# Project 1: Arduino as a Laboratory Interface

## Abstract:

The purpose of this lab was for students to familiarize themselves with driving a circuit with a pwm signal where they must charge a capacitor and then use this circuit to drive a diode. They were then tasked with observing the voltage drop through the resistor to calculate the current going through the diode and used this information to conduct statistical exercises.

## Description:

For this project students had to start by creating a series circuit driven by a pwm signal in order to charge a capacitor. The ony things necssary to complete this circuit was the arduino, a resistor, and a capacitor. The first thing that they had to deal with was the RC time constand of the circuit. They found that in order for the circuit to produce an average voltage which is necessary in order to be able to drive a diode then it must have a very high RC time constant. In order to achieve this either the value of the resistor had to be increased or the value of the capacitor.
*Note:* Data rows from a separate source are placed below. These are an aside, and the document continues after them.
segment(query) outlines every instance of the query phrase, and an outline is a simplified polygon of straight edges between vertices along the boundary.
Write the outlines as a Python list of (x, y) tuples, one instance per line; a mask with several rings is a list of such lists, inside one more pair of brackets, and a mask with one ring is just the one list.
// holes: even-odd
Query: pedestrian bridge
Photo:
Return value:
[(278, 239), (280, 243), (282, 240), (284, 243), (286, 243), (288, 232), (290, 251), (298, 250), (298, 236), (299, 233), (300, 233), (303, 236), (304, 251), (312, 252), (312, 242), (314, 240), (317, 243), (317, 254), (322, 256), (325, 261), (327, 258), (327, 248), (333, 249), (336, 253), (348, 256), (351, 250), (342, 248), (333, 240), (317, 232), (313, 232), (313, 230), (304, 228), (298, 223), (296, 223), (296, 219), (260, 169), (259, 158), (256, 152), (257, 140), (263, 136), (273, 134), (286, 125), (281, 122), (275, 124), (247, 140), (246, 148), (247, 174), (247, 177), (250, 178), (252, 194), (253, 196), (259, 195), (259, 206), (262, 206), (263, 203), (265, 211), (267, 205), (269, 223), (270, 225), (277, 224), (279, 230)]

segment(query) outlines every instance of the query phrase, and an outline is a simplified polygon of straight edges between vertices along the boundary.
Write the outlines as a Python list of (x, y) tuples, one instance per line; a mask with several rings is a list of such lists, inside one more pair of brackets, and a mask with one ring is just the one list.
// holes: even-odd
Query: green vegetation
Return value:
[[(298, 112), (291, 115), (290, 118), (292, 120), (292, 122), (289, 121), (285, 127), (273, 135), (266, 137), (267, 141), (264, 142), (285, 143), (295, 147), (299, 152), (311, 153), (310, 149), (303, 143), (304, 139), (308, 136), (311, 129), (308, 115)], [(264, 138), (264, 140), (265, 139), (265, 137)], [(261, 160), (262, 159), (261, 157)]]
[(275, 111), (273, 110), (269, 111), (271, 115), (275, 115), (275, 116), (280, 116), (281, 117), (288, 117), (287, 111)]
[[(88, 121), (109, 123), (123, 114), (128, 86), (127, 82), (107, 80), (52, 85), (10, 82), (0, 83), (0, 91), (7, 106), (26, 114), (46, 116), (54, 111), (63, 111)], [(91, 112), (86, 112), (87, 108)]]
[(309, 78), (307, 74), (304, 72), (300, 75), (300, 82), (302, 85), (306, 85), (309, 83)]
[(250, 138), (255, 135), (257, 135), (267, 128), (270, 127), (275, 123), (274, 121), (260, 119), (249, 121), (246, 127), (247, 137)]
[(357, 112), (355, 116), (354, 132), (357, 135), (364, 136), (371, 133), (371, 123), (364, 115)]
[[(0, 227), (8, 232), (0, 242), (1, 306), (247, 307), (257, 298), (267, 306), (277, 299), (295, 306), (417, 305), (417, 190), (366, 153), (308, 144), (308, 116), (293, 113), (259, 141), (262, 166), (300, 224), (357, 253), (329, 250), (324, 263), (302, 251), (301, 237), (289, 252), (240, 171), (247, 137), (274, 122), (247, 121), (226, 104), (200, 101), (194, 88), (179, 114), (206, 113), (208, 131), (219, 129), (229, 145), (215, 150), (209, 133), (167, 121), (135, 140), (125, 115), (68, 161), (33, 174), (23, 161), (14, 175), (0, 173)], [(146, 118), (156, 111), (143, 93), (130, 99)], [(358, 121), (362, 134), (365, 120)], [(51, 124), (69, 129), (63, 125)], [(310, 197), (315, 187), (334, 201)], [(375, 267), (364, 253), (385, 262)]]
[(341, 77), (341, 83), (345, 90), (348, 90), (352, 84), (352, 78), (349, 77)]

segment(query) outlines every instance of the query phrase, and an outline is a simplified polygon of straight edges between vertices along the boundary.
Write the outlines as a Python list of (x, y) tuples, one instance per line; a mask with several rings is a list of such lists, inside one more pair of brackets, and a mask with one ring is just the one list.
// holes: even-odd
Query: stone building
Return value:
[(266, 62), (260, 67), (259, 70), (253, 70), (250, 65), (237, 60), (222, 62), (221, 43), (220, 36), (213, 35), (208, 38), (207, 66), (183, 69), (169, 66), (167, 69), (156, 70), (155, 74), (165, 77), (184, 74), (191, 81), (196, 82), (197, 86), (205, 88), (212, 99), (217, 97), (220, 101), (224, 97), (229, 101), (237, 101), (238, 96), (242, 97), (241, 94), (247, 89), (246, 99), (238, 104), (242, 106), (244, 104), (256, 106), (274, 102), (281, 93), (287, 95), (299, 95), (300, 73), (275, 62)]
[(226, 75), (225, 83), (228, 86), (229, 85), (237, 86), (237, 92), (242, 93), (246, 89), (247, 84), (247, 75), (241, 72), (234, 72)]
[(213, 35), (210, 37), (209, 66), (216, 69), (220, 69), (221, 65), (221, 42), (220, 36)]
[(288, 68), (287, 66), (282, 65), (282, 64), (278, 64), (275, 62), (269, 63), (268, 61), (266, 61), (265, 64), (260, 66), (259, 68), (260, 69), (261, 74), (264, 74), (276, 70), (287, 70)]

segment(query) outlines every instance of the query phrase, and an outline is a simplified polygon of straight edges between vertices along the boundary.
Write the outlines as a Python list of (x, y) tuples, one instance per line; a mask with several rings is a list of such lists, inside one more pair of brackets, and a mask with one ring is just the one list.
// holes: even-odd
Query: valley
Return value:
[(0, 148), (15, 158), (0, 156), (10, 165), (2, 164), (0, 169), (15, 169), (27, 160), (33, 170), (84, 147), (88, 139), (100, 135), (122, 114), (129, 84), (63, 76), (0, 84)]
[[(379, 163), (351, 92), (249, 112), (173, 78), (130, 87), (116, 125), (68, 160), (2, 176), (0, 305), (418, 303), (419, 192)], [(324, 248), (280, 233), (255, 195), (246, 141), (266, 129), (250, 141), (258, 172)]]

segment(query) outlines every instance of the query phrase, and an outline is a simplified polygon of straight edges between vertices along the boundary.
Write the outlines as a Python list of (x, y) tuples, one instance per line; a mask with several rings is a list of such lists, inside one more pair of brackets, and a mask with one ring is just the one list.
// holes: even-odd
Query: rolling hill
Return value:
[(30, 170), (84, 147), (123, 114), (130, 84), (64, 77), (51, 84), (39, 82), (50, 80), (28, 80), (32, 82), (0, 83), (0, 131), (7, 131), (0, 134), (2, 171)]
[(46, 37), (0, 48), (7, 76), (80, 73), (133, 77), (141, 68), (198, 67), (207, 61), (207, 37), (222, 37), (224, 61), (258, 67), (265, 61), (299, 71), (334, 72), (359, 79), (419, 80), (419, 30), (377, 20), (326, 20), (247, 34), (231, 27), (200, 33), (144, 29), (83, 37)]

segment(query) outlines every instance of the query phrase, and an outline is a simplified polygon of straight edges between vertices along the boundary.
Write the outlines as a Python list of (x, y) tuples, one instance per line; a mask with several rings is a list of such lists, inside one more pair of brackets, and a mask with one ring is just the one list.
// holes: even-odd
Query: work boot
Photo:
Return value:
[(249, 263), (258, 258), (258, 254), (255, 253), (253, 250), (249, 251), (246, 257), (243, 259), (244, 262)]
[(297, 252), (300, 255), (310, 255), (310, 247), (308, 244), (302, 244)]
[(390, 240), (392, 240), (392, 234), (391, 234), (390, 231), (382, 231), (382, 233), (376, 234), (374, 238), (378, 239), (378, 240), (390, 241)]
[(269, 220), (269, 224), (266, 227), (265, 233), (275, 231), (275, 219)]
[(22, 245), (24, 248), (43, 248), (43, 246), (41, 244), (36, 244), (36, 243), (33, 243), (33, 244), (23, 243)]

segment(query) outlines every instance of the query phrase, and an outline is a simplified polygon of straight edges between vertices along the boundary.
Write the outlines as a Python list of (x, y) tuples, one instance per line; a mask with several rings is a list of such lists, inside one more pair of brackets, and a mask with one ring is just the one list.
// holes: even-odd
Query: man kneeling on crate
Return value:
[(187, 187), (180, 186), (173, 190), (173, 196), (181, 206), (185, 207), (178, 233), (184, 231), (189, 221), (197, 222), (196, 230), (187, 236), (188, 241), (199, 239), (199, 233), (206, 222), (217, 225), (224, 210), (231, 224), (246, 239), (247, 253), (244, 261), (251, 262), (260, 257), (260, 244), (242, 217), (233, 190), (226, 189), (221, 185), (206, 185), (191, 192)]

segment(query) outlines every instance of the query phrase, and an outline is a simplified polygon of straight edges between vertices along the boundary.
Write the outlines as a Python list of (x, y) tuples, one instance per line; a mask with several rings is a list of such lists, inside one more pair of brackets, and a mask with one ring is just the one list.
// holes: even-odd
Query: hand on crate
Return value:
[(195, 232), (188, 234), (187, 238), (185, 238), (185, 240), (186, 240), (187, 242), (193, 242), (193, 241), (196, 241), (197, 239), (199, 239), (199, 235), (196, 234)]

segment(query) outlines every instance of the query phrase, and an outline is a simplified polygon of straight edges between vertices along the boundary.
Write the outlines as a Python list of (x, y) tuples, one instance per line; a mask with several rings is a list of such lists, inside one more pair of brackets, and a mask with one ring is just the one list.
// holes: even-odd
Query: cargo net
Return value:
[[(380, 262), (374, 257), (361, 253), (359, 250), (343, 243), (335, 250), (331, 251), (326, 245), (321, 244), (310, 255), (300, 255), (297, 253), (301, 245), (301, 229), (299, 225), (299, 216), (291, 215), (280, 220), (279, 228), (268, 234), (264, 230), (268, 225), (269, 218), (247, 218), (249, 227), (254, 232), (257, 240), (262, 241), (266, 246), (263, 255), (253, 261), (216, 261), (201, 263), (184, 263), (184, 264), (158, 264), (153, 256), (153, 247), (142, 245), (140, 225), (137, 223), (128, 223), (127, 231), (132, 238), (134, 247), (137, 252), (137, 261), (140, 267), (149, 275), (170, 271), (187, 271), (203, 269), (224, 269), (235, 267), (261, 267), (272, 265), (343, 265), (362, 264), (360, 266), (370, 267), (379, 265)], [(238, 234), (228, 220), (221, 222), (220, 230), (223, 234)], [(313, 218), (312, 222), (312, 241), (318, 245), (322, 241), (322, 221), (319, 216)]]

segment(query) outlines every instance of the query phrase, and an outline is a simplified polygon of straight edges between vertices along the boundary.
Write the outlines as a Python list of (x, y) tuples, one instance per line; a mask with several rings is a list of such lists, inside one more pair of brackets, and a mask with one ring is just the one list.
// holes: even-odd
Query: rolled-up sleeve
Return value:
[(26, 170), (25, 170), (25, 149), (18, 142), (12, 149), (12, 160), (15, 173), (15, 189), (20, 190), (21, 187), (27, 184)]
The reason they chose to increase the value of the capacitor was because if the value of the resistor was too high then it would not be possible to power the diode.

After this circuit was built they then added another branch to it to make it parallel and added another resistor and the diode. The only reason that the resistor was added was in order to be able to calculate the voltage drop through the resistor and using that and the resistance to calculate the current going through the diode to conduct a statistical analysis.

How to caculate current: $ I = \frac{V}{R} $

The first exercise was just an introductory exercise for these concepts. Students were told to create a distribution of 10,000 randome numbers drawn from a normal distribution with a mean of 25 and a standard deviation of 6. They then were told to create a normal plot for the distribution and compare it to the expected normal plot for those parameters. Then they were told to find the probability that any single random number drawn from the distribution would be greater than 35.

The second exercise required students to begin with the Shockley model and deriving a new equation from it. In order to do this they took away the -1 in the parenthesis because it was negligible, they then solved for Vd as a function of I, they then used new values A and B, which can be found by observing their data, to rewrite the equation getting.

$ V_{d} = Aln(I) + B $

They then used the data from their experiment, plotted it, added a polyfit to it to find values for A and B, and estimate the value of Io and N.

## Circuit:

Resistor 1: 330 ohms Resistor 2: 130 ohms Very high capacitance in order to have a high RC time constant.

## Data:

In order for students to derive the first graph they had to plot the time on the X axis and the voltage of the diode on the Y axis. By observing this data they were able to choose the time interval of the data that would be helpful for them to find the values necessary. It is evident that the data is only useful from the time that the diode actually begins to light up, so the point where the two lines begin to seperate, and the point where the diode reaches max voltage, which is the point where the top line flattens out at two volts.

After they found this time (roughly 140 to 195) they created another graph where the X axis was the natural log of the calculated current and the Y axis was the voltage of the diode. They then created a line best fit for the data which in turn calculated the values for A and B. Using these values they used the derived equation from above and found the values for Io and N.

## Exercise 1:

## Results/Conclusion:

In the second exercise, after concluding the analysis and doing the calculations they found that at a room temperature of 70 degrees farenheit, the vaule for N was 5.01205 and the value for Io was 2.46231. The reason for variation in these numbers could be a result of error in the resistor or capacitance values or noise when it came to observing the current since they used 14 bits instead of 10 which increased the accuracy of the readins but also could have added a little extra variation. In the first exercise they found that given their random distribution the probability of a random number drawn being greater than 35 was 4.5%. This project was a lot of fun to do, the circuit was not that complex of a task and the code was not that bad either but it was challenging enough that we learned some new things about Python and observing data.